“You have just seen a news clip reporting that pandemic flu has reached the UK.
“The Evening News is reporting high levels of sickness throughout the county. Several members of your team are coughing and wheezing and complaining of feeling ill.”
This, now chillingly familiar scenario, is not a report about the outbreak of coronavirus.
It was, in fact, played out last year as part of an exercise to test Norfolk’s response to a deadly pandemic.
By week three of this imaginary flu, schools had shut and 50pc of staff were off either ill or looking after their children. By week 10 staff were returning to work and the pandemic had eased.
Made up of council, health and emergency service leaders, the Norfolk Resilience Forum (NRF), which published the scenarios, has long planned for a pandemic, rating it, along with flooding, snow and power cuts, as the highest risk to the county.
It has carried out two exercises since 2015 to look at how Norfolk would respond to a pandemic.
But no-one could have guessed that six months after its last exercise, a virus would hit on a much bigger scale.
Some of the biggest issues sparked by the coronavirus crisis - the scale of personal protective equipment (PPE) needed for frontline staff, the need for a lockdown and the demand for mass testing to get out of that lockdown - were not predicted by anyone locally or nationally.
This March the NRF was meant to be updating its pandemic risk assessments and reviewing its emergency response.
Instead it found itself responding for real.

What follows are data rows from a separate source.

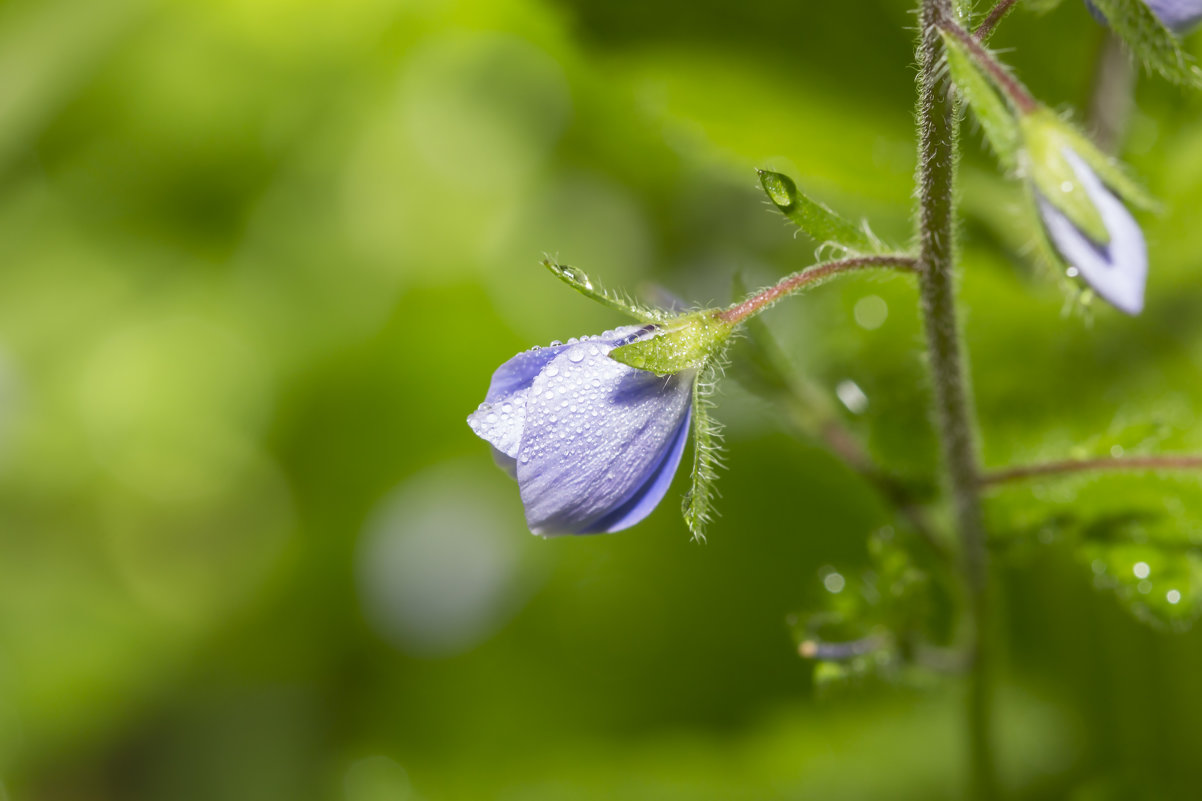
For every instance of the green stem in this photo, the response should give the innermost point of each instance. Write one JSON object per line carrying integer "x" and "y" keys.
{"x": 790, "y": 284}
{"x": 936, "y": 183}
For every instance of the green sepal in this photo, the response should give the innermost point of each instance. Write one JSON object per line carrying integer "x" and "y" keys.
{"x": 1147, "y": 36}
{"x": 683, "y": 343}
{"x": 579, "y": 280}
{"x": 697, "y": 506}
{"x": 817, "y": 221}
{"x": 1046, "y": 137}
{"x": 1053, "y": 174}
{"x": 991, "y": 108}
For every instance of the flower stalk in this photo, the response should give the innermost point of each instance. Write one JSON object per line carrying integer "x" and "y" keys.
{"x": 1106, "y": 464}
{"x": 796, "y": 282}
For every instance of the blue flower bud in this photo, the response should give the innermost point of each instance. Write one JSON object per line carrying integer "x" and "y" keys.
{"x": 1178, "y": 16}
{"x": 593, "y": 443}
{"x": 1117, "y": 267}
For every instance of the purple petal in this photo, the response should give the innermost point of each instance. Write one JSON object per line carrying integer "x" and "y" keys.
{"x": 601, "y": 441}
{"x": 648, "y": 497}
{"x": 1178, "y": 16}
{"x": 1118, "y": 270}
{"x": 500, "y": 417}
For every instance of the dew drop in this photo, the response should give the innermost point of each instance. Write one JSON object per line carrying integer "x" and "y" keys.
{"x": 576, "y": 276}
{"x": 834, "y": 582}
{"x": 851, "y": 396}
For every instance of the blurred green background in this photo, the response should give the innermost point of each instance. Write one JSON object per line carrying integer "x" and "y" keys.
{"x": 259, "y": 262}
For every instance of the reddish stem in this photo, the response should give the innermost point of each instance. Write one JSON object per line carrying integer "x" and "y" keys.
{"x": 986, "y": 28}
{"x": 795, "y": 282}
{"x": 1098, "y": 464}
{"x": 1017, "y": 93}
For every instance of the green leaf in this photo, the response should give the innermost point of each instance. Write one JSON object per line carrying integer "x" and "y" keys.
{"x": 1140, "y": 535}
{"x": 813, "y": 218}
{"x": 1147, "y": 36}
{"x": 992, "y": 111}
{"x": 579, "y": 280}
{"x": 683, "y": 343}
{"x": 698, "y": 502}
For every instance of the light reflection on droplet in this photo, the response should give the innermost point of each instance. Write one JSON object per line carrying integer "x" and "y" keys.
{"x": 834, "y": 582}
{"x": 851, "y": 396}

It swung into action on February 5 and has been meeting ever since.
Chairman of the NRF’s strategic co-ordinating group, Tom McCabe, said: “Thankfully to date, the planning, preparation, early activation and appropriate resourcing of our collective response has helped mitigate some of the worst effects of the virus on Norfolk but we are ever mindful of keeping this effort going for as long as is required.”
The NRF’s last risk assessments for a pandemic, dating to 2017, correctly predicted the biggest impacts on the public would be getting access to healthcare and food, as well as the effect on people’s mental health.
August 2019 was when the NRF last tested the county’s response to a pandemic in a “tabletop” exercise with NHS England called Castlemaine.
It led to the updating of plans and found improvements were needed in communications with the public as well as between the vastly different organisations tasked with fighting the flu.
Four years earlier, in 2015, another pandemic exercise called Corvus was run across east England.
Its findings included creating a flu pandemic plan for the whole region and reviewing how mortuaries would cope with the sudden body count.
Some of these recommendations have already come to pass, with the opening of a temporary mortuary at RAF Coltishall earlier this month.
It is also understood that one of the recommendations of Exercise Corvus was to get “clarification” on PPE distribution and to work out which organisation would be responsible for supplying it.
Testing for the flu virus was also included as part of the strategy for detecting and assessing the illness.
A spokesman for the NRF said: “The exercise was designed to enable organisations to be prepared for dealing with an emergency; to encourage collaborative working across all agencies; to help employees feel positive, well supported and well-motivated in their roles whilst highlighting areas for development.”
But the scale of the havoc wrought by coronavirus was not foreseen.
It will be the job later of a national inquiry to look at the country’s response, including testing and why PPE has not reached all frontline staff to the extent needed.
•Who is in charge?
The four leaders of the Norfolk Resilience Forum (NRF) are the heads of local councils and the fire service.
The chairman is chief fire officer, Stuart Ruff, and the vice chairman is Stephen Evans, chief executive of Norwich City Council.
That position was held by the joint head of North Norfolk Council Nick Baker until the end of February.
During the coronavirus crisis the NRF’s strategy is led by Tom McCabe, head of paid service at Norfolk County Council.
Meanwhile, Trevor Holden, joint managing director of Broadland and South Norfolk councils is the chair of the Tactical Coordinating Group.
The NRF’s members include the leaders of all local councils, emergency services, NHS England, Norfolk and Waveney NHS, Public Health England, Cadent Gas, the Environment Agency. Highways England, prisons, the Local Enterprise Partnership, the military and the Ministry for Housing, Communities & Local Government.